Die Heilerin – nur ein Märchen?

Es war einmal eine Heilerin. Die verstand sich nicht nur auf die Heilkunst der Kräuter sondern auch auf die Magie des Herzens. Wann immer Bewohner des Reiches mit einem Leiden zu ihr kamen, gab sie ihnen das rechte Heilmittel: hier und da ein Kräutlein oder einen Trank, aber häufig auch Fröhlichkeit, ein Lachen oder Verständnis und Nächstenliebe, denn sie wusste um die große Heilkraft dieser Elemente. Mit den Jahren erwarb sie durch ihre Kunst hohes Ansehen und Beliebtheit im Volk.

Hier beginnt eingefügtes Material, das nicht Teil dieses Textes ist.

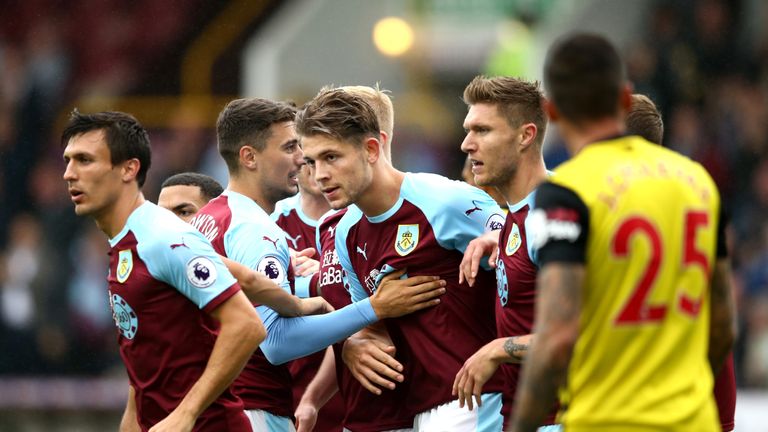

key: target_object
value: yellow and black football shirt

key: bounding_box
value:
[529,136,724,432]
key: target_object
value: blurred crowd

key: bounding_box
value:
[0,0,768,388]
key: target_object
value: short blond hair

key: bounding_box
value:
[296,87,381,145]
[339,83,395,160]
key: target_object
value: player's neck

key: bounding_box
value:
[94,189,145,239]
[355,164,405,217]
[496,152,547,204]
[560,117,626,156]
[299,191,331,220]
[227,175,275,214]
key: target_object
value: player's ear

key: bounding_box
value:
[619,83,634,114]
[238,145,259,170]
[363,137,382,164]
[541,98,560,123]
[520,123,539,150]
[121,158,141,183]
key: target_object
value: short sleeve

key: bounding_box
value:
[526,183,589,266]
[138,230,240,311]
[224,219,291,293]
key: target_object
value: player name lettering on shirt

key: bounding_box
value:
[528,209,581,249]
[190,214,219,241]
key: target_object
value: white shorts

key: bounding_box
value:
[342,428,413,432]
[245,410,296,432]
[413,393,504,432]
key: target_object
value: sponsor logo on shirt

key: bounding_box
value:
[464,200,483,216]
[395,224,419,256]
[284,233,301,250]
[504,223,523,256]
[171,237,189,250]
[528,208,581,250]
[322,249,339,267]
[261,236,277,249]
[356,242,368,261]
[115,249,133,283]
[109,294,139,339]
[485,213,504,232]
[187,256,217,288]
[320,267,343,286]
[256,256,285,284]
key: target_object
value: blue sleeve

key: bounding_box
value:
[137,225,237,309]
[403,174,505,269]
[334,211,368,302]
[224,221,292,294]
[256,299,378,364]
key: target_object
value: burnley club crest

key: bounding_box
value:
[504,223,523,256]
[115,249,133,283]
[395,224,419,256]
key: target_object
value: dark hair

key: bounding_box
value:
[160,172,224,201]
[296,88,381,144]
[61,109,152,188]
[544,33,625,123]
[216,98,296,173]
[627,94,664,144]
[464,75,547,144]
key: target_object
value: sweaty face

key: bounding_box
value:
[63,130,123,218]
[461,103,522,186]
[157,185,208,222]
[258,122,304,203]
[301,135,373,209]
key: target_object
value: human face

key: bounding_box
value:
[64,130,125,219]
[257,122,304,205]
[461,103,522,186]
[157,185,208,222]
[301,134,373,210]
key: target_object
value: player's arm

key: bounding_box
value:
[257,270,445,364]
[511,183,589,432]
[451,334,533,410]
[222,257,333,316]
[293,347,339,432]
[459,230,501,286]
[120,385,141,432]
[150,292,266,432]
[709,209,737,376]
[342,322,404,395]
[512,263,585,432]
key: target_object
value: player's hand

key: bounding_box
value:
[459,230,500,286]
[293,400,317,432]
[341,336,405,395]
[371,269,445,319]
[291,248,320,276]
[451,338,505,411]
[149,410,196,432]
[299,297,334,316]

Eines Tages bemerkte die Königin, dass der Heilerin von ihren Untertanen weit mehr Bewunderung entgegengebracht wurde als ihr selbst und Neid und Missgunst vergifteten ihr Herz. Obwohl sie selbst in der Vergangenheit die Dienste der Heilerin in Anspruch genommen hatte, begann sie, arglistig Lügen über diese zu verbreiten, um sie in Misskredit zu bringen.
Ihrem Sekretär, der längst unbemerkt aus dem Hintergrund die Geschicke des Volkes lenkte, dabei jedoch weniger auf dessen als viel mehr auf sein persönliches Wohl bedacht war, war die Heilerin schon längst ein Dorn im Auge. Zu oft schon war sie seinem eigennützigen Treiben auf die Schliche gekommen und hatte damit seine heimliche Macht in Gefahr gebracht.

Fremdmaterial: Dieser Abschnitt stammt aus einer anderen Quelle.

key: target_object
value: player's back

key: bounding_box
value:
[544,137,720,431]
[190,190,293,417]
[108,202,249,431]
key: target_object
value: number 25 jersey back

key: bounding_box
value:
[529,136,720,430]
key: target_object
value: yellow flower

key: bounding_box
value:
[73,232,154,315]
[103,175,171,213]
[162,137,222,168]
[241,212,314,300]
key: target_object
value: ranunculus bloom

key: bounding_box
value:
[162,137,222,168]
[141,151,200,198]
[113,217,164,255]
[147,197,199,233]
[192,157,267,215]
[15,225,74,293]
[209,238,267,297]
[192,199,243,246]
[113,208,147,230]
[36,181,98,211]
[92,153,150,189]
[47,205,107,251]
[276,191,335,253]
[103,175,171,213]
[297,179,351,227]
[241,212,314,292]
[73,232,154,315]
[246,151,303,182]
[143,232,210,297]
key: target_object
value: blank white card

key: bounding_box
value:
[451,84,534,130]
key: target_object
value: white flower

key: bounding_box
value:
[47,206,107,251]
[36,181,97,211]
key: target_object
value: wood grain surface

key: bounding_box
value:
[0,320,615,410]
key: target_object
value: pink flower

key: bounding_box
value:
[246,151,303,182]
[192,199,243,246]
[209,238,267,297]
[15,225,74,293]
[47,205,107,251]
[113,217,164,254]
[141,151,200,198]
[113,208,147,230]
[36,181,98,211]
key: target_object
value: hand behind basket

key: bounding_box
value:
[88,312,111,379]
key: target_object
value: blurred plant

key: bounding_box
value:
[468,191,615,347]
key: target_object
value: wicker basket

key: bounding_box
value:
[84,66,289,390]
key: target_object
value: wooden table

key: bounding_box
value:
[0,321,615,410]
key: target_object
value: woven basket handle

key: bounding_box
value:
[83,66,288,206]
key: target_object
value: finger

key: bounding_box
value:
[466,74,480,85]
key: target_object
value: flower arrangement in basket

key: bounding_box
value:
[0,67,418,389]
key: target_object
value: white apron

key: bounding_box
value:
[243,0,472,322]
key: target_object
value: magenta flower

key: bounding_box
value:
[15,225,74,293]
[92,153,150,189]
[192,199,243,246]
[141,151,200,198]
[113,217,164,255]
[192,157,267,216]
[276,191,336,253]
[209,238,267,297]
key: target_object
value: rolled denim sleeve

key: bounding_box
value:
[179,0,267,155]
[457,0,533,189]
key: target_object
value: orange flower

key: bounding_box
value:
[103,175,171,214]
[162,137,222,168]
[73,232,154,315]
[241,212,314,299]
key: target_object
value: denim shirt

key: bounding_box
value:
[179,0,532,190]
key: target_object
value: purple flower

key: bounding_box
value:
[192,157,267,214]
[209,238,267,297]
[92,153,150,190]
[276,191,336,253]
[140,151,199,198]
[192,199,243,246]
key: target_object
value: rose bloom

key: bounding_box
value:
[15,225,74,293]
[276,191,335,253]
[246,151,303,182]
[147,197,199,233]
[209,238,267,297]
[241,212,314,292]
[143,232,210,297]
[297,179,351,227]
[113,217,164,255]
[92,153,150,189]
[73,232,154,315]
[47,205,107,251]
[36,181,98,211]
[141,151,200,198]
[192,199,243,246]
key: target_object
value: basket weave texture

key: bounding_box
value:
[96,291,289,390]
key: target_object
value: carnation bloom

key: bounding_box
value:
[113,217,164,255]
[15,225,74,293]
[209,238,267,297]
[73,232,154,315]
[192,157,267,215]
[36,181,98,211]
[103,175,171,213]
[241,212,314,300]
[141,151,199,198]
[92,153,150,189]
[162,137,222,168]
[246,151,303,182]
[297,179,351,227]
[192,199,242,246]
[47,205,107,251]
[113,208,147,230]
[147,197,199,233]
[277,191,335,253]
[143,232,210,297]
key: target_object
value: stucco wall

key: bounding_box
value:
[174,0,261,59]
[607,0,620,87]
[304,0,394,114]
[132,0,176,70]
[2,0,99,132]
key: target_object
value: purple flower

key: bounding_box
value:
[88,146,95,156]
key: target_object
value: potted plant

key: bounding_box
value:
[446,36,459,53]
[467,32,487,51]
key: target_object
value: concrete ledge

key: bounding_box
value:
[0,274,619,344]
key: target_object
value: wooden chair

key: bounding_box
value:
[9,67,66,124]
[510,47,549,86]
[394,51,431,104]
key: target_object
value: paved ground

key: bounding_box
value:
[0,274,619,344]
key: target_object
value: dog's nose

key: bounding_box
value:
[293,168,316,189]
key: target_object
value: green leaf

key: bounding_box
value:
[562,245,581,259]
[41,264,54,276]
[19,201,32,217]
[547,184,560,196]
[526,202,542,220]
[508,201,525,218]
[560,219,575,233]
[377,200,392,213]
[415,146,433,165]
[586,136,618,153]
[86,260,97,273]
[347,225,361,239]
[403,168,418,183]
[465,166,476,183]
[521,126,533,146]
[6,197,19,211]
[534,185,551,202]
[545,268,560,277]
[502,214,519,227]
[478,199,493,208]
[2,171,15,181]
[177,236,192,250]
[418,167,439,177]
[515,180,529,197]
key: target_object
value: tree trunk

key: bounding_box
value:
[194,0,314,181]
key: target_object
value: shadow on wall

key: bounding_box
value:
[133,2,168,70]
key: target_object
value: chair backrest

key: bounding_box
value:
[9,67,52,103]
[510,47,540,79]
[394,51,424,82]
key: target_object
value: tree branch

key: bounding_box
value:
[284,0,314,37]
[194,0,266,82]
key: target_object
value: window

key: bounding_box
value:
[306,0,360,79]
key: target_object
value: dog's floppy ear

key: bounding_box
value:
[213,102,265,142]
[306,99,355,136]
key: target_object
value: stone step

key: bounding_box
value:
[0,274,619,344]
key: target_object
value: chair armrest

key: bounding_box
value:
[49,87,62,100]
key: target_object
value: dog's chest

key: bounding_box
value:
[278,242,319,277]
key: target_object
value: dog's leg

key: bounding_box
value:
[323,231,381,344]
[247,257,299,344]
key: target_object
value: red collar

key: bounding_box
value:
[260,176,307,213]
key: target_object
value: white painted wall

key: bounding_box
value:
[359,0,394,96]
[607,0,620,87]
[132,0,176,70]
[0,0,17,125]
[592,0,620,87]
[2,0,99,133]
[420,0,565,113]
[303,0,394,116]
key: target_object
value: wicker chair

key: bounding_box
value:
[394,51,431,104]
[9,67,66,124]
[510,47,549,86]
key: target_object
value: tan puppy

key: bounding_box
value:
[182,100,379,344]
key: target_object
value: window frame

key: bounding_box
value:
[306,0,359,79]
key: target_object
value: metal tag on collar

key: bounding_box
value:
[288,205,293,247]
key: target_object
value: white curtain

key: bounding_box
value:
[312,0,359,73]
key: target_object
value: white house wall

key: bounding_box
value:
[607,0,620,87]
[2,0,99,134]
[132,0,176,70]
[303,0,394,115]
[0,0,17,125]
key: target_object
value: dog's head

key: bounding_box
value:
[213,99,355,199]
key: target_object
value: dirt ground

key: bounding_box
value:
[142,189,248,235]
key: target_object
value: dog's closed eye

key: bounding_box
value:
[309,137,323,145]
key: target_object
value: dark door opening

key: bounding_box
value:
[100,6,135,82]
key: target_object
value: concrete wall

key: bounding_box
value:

Sowohl die Königin als auch der Sekretär beherrschten vortrefflich die Kunst der Intrige und trieben ihr hinterhältiges Spiel der Verleumdungen intensiv voran. Bereits nach kurzer Zeit herrschte große Zwietracht unter den Untertanen. Wann immer etwas schief ging, wo auch immer ein Unglück geschah, besann man sich der üblen Gerüchte und lastete alles Leid der Heilerin an. Wer gestern noch ihre Dienste in Anspruch genommen hatte, beschimpfte sie heute als Hexe.
Die Wenigen, die dieses heimtückische Spiel durchschauten, wandten ihre Blicke ab und überließen die Heilerin feige ihrem Schicksal. So kam es, dass diese schließlich mit Schimpf und Schande aus dem Dorf gejagt wurde.

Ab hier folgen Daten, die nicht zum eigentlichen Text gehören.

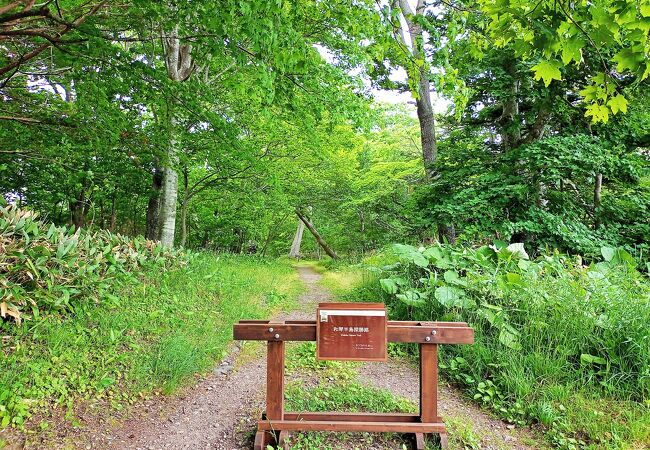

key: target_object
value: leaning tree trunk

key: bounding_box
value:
[399,0,438,178]
[158,26,194,247]
[296,209,338,259]
[145,167,162,241]
[181,167,190,247]
[289,220,305,258]
[416,69,438,178]
[594,173,603,229]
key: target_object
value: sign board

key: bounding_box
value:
[316,303,388,361]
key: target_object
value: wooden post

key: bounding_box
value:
[420,344,438,423]
[233,320,474,450]
[266,341,284,421]
[253,341,284,450]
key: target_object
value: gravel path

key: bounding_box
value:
[9,267,542,450]
[91,267,324,450]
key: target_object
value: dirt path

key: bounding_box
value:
[81,267,331,450]
[12,267,540,450]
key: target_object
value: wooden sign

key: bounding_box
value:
[316,303,388,361]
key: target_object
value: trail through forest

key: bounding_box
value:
[63,267,540,450]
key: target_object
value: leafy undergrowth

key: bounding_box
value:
[356,242,650,449]
[0,206,185,323]
[285,342,417,450]
[0,253,302,429]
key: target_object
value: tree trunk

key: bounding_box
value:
[416,69,438,178]
[296,209,338,259]
[158,26,194,247]
[145,167,162,241]
[289,220,305,258]
[594,173,603,229]
[498,57,521,151]
[108,191,117,233]
[260,213,288,257]
[399,0,438,178]
[158,160,178,247]
[181,167,190,247]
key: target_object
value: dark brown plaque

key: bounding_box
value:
[316,303,388,361]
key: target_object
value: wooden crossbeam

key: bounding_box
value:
[233,320,474,344]
[284,412,420,423]
[257,418,445,433]
[238,312,474,450]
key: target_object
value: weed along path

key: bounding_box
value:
[77,266,543,450]
[80,267,324,450]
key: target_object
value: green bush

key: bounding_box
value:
[0,206,184,323]
[364,242,650,448]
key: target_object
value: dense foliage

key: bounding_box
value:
[0,0,650,448]
[364,242,650,448]
[0,206,185,323]
[0,251,301,430]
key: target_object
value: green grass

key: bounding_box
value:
[285,342,417,450]
[0,254,303,426]
[356,247,650,450]
[296,260,370,301]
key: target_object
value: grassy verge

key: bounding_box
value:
[0,254,302,429]
[357,246,650,450]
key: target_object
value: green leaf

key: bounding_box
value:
[499,327,521,350]
[612,48,644,73]
[379,278,397,294]
[444,270,467,286]
[562,39,584,65]
[639,3,650,17]
[600,247,616,262]
[531,59,562,87]
[434,286,465,308]
[395,290,424,306]
[585,103,609,123]
[506,242,529,259]
[607,94,627,114]
[580,353,607,365]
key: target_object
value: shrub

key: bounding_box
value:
[0,206,184,323]
[370,242,650,448]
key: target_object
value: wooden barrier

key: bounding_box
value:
[233,320,474,450]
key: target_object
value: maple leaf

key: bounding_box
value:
[607,94,627,114]
[531,59,562,87]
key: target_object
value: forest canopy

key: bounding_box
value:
[0,0,650,260]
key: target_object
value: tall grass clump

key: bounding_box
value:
[0,206,184,323]
[0,207,302,432]
[366,242,650,448]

Verbittert über die erlebte Niedertracht und erlittene Ungerechtigkeit zog sie sich in die Tiefen der Wälder zurück. Dort rief sie in wiederkehrenden Ritualen höhere Mächte um Hilfe an und belegte ihre früheren Gefährten mit dem Fluch der Gerechtigkeit:

„Was du beiträgst zu des Anderen Unglück,
das falle auf dich selbst tausendfach zurück!“

Der Fluch der Heilerin verfehlte seine Wirkung nicht. Die Menschen, die ihr übel nachgeredet oder leichtfertig alles geglaubt hatten, wurden nun selbst zum Opfer peinlicher Gerüchte. Andere, die ihr Hilfe verweigert hatten, standen nun ihrerseits in Notsituationen allein. Jeder neidete dem Nachbarn seinen Erfolg. Missgunst breitete sich aus wie eine Seuche.

Im Laufe der Zeit sprachen sich die Geschehnisse herum und immer mehr Menschen aus den umliegenden Siedlungen mieden angewidert den verfluchten Ort. Der einst erfolgreiche Handel kam zum Erliegen, selbst den Kindern wich man aus wie Aussätzigen.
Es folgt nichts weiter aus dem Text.